Меня несло, и я без промедления перешел ко второй части вопроса Микера:
—       Вкалывать, как вы выразились, Хауи, до седьмого пота крайне важно. Чем больше я постигаю эту игру, именуемую жизнью, тем больше убеждаюсь: успех приходит к тем, кто умеет вкалывать до седьмого пота. Думаю, к хоккею это тоже относится.

Похоже, Микер по непонятной причине лишился дара речи, и я, не теряя темпа, понесся дальше:
—       Если бы вы предупредили меня заранее, я бы захватил почитать кое-какие свои работы, но, судя по всему, такие интервью слишком поверхностны и не рассчитаны на то, чтобы телезрители вникли в суть явлений, тем более им не собираются рассказывать, чем дышит, на каком уровне находится и какие проблемы пытается решить современная канадская литература.

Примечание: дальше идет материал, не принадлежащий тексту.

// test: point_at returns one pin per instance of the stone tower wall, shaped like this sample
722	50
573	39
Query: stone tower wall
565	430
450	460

Наконец Микер что-то забормотав, вернулся к жизни.
—       Гм... ххм... Да, ну что же... Что ж, Брайан, желаю вам и вашей команде «Лифс» успеха в предстоящем периоде,— произнес он, с трудом приходя в себя, хотя выражение его лица было не самым подходящим для телекомментатора.
—       Дейв Ходж, снова переключаемся на вас,— хрипло объявил он.

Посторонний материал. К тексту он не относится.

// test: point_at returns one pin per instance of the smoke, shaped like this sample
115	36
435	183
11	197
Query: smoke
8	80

Пока экран не погас, я продолжал вежливо улыбаться в камеру. Я не раз видел, как парни на экране, думая, что камеры уже отключены, начинали ковырять в носу, а мне хотелось, чтобы зрители запомнили мои слова.

Микер повернулся ко мне:
—       Ты что, чокнутый? Что такое ты наплел?

Я начал было объяснять, но он не стал слушать — поднялся и вышел из студии.